There isn’t really any point for a supplier to use an EDI that doesn’t give them access to the most stores, so the fact that Advant-e has access to a lot of small grocery stores makes it harder for a startup EDI supplier to compete.

This generally only matters for small grocery stores and suppliers as larger chains have their own systems.

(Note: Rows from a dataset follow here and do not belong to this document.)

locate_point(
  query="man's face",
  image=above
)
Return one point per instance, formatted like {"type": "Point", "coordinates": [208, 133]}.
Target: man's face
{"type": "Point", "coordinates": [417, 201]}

So, how has this model been working out?


Click to enlarge

Pretty well, up and to the right is what you want to see with revenue and income. Here’s something more concrete (all dollar values in thousands):

Year Revenue gross profit net income
2007 7160 4660 1020
2008 8870 5390 1060
2009 8650 5090 1200
2010 9300 5640 1590
2011 9588 5800 1710
2012 10106 6145 2000
2013 10705 6468 2393
2014 11720 7385 1510
2015 11895 7081 2620

While we do see a little dip in gross profit in 2015, and revenue has clearly slowed, I chalk that up to the shuttering of Merkur in late 2014 early 2015.  Merkur was a division of Advant-e that also did EDI but was software-based rather than internet-based, it helped companies by sending faxes of their paper documents. .  The division never performed all that well and was written off in 2014 (you can see a dip in net income there.)  The company was then reorganized integrating Merkur’s assets with the rest of the company. My best guess is that there was some loss of Merkur revenue which hid more growth in the company, as the internet-based branch (called Edict systems) did $10.3 million of revenue, in 2014.  Even a small drop in the revenue from the Merkur end after the reorganization, could have hidden a significant amount of growth.


Oh man, where do I even start?  There’s so much hair on this, it could replace Trump’s piece.

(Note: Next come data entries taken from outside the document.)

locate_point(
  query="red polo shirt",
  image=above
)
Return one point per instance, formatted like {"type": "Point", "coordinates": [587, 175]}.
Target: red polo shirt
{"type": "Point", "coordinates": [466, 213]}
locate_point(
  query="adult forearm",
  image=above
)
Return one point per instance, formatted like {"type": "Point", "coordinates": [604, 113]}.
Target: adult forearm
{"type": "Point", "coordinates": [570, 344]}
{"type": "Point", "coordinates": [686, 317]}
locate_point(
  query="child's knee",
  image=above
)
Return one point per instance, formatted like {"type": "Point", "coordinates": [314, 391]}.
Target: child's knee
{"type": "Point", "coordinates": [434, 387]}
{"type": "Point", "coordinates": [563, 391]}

  • It’s only recently not a penny stock due to a reverse split (more on that later).
  • It’s an internet company, who even knows if it’ll be around in 5-10 years.
  • It’s not a reporting public company so you don’t get the same amount of information, and they simply do not have to disclose as much.  For example, how much does the CEO make?  No idea.  This is compounded by the fact that the CEO owns more than half the shares.  Really, a lot of money could go out the side door if the CEO just started giving himself raises.
  • The stock is extremely illiquid.  It has traded between $4 and $5.50 in the past week, some days it doesn’t trade at all.
  • If you were a small shareholder you probably had some trouble with this recently for reasons I’ll get into in a future post (a recent reverse split may have cashed you out at market price, the horror).  Suffice to say small shareholders in the past haven’t been treated in a way I would consider fair.
  • Even past all that, there’s just a basic business risk of working with small grocery stores.  I don’t have any reason to believe small grocery stores are even going to be around in 10-20 years.
  • The company rents its location from a company wholly owned by the CEO for about $400,000 per year.  I’m not sure if this is a fair rent or not, but this sort of thing just generally smells bad.


Even given all the hair, I can’t help myself but love this stock.  It’s got basically everything I want.  Priced low, management pays the profits out in dividends, it grows.  Management owns a bunch of the company and, hopefully, their interests are therefore aligned with mine.  It’s illiquid, it’s tiny.  My fervent desire is to simply sit on these shares forever.

Disclaimer: I am long ADVC, I have no plans to buy or sell any of the stock within then next 72 hours. I wrote this article myself, and it expresses my own opinions. This is not a recommendation to buy or sell any stock. I am not receiving compensation for it (other than from the owner of the blog District Media Corp). I have no business relationship with any company whose stock is mentioned in this article.  Always do your own research before making any trade, buying or selling any stock mentioned.